The malicious program, "Your Windows is Banned" first emerged during late 2016. At the time, PC-operators received a pop up message telling installation of Windows on their desktops had been aborted because of their contrary actions of terms and conditions of Microsoft.


In addition it was also mentioned in the missive that one required contacting Microsoft's technical support department at a particular number. However, dialing the given number produced no help whatsoever. Rather the person was connected with some entity offering unnecessary services at a price. The message also told end-users that they required making a payment of $99.99 to procure one fresh license.


Currently, the malicious program has returned in one fresh version using the same tricks for causing fear among end-users. The Merkel reported this. Clearly it is a scam. The "Your Windows is Banned" malware appears on desktop screens while locked and as the systems are booted.

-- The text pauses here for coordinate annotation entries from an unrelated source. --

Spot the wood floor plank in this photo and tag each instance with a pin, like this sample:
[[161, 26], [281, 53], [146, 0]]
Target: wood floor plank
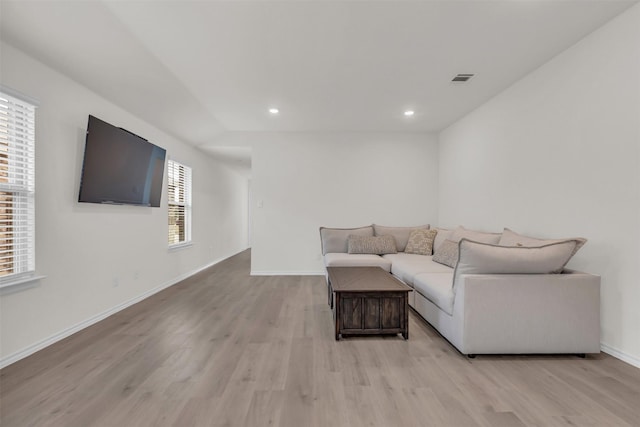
[[223, 348]]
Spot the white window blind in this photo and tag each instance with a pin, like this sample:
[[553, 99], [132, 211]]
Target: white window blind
[[17, 188], [179, 188]]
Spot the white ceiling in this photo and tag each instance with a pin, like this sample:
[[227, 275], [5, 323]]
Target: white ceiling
[[197, 69]]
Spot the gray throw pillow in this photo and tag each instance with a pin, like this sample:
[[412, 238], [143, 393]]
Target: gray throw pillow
[[421, 242], [378, 245], [401, 234], [334, 240], [447, 253]]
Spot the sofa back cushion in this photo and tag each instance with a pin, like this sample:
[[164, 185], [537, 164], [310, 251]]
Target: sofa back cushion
[[421, 242], [378, 245], [477, 236], [334, 240], [511, 238], [482, 258], [401, 234], [446, 254]]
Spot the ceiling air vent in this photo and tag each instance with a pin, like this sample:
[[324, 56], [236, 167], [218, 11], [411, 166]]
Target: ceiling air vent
[[462, 78]]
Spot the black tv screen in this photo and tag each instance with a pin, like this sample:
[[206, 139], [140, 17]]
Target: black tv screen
[[120, 167]]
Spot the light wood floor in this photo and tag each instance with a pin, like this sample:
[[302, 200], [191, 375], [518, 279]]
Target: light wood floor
[[226, 349]]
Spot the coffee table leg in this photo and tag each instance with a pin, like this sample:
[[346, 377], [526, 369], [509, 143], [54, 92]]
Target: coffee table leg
[[405, 334], [336, 311]]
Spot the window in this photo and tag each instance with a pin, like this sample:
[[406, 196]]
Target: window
[[179, 203], [17, 189]]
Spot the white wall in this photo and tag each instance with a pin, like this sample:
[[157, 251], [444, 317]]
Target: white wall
[[557, 154], [308, 180], [82, 248]]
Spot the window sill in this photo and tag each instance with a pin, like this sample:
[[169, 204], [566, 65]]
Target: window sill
[[20, 281], [180, 246]]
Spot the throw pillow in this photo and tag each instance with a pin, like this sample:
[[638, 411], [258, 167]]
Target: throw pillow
[[334, 240], [378, 245], [482, 258], [401, 234], [443, 234], [447, 253], [421, 242], [511, 238]]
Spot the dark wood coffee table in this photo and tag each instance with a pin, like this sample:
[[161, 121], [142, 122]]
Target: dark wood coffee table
[[368, 300]]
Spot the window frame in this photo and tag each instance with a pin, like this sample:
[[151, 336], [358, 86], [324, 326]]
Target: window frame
[[17, 144], [184, 186]]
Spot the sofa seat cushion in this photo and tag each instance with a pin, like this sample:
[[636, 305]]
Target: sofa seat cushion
[[356, 260], [406, 266], [437, 288]]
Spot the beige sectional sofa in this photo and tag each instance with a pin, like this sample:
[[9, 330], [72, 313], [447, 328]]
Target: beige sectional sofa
[[502, 294]]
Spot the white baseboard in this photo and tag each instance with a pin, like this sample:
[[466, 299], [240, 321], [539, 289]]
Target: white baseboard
[[21, 354], [286, 273], [618, 354]]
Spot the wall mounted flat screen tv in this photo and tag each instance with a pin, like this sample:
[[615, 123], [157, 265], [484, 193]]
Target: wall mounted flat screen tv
[[120, 167]]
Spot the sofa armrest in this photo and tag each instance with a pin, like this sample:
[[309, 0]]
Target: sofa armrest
[[529, 313]]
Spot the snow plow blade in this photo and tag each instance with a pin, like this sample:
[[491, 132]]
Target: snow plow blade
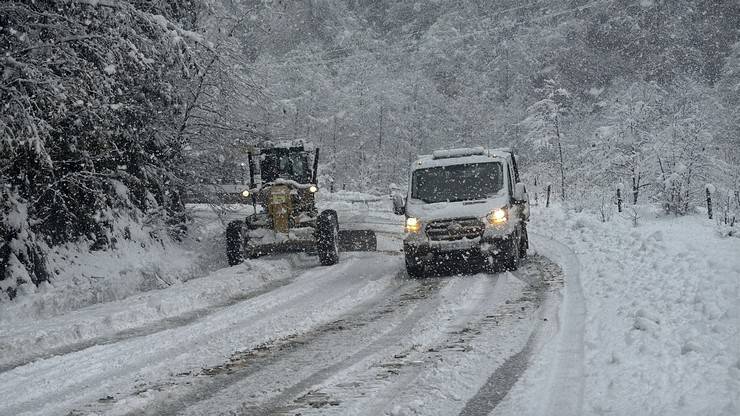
[[357, 240]]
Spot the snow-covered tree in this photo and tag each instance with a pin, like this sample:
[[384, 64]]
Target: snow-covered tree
[[544, 125]]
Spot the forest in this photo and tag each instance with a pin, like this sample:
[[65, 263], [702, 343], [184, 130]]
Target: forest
[[112, 111]]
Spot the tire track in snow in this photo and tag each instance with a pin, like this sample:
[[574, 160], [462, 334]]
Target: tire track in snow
[[88, 375], [313, 356], [151, 328], [566, 381]]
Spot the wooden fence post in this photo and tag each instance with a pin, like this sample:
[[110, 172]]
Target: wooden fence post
[[709, 203]]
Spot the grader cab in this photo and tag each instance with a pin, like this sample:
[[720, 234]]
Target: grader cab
[[282, 189]]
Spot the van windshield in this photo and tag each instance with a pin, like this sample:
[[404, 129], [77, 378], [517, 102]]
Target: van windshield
[[457, 182]]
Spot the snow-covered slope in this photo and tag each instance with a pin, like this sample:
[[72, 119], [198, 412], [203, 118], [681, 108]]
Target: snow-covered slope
[[662, 328]]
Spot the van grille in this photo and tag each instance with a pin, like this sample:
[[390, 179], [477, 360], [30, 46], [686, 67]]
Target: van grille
[[455, 229]]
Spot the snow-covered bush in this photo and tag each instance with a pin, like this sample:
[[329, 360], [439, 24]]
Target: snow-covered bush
[[89, 98]]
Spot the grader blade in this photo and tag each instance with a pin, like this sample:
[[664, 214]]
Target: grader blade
[[357, 240]]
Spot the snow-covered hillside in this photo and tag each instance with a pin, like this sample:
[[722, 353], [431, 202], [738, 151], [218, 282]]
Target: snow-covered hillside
[[604, 318]]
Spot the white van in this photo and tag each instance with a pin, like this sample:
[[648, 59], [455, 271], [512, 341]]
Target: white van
[[464, 205]]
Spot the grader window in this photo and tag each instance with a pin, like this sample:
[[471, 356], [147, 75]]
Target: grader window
[[286, 164]]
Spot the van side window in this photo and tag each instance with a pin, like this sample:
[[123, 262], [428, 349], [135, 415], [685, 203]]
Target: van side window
[[511, 189]]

There are two options the malicious program shows via its popup:

? User should purchase one fresh Windows key costing USD50
? User should erase all the data from his PC and make it un-operable


The second option clearly appears a scam. It further tells the user for making a $50 payment in bitcoin while go to one special URL.


Surprisingly, too many end-users fell for the gimmick and they paid the sum. Actually, users having authentic keys from Microsoft are forever in a position to challenge what the company decides about tentatively freezing their keys because of alleged dubious operations.


Besides, people are likely to dial the phone-number the popup provides unlike what in general users would've believed. Nevertheless, nobody received technical support. Instead there were promises of several useless services. Koddos.net posted this, September 11, 2017.


The kind of assaults is naturally highly immature while it's crafted for duping Internet novices not acquainted with various dangers. Therefore, when in doubt, users should directly contact the organization from where the message arrived. However, the greatest possibility is that the missive is false, while the victim's computer is nearly definitely contaminated with malware. So it is advisable to do one detailed malware scan with AV software.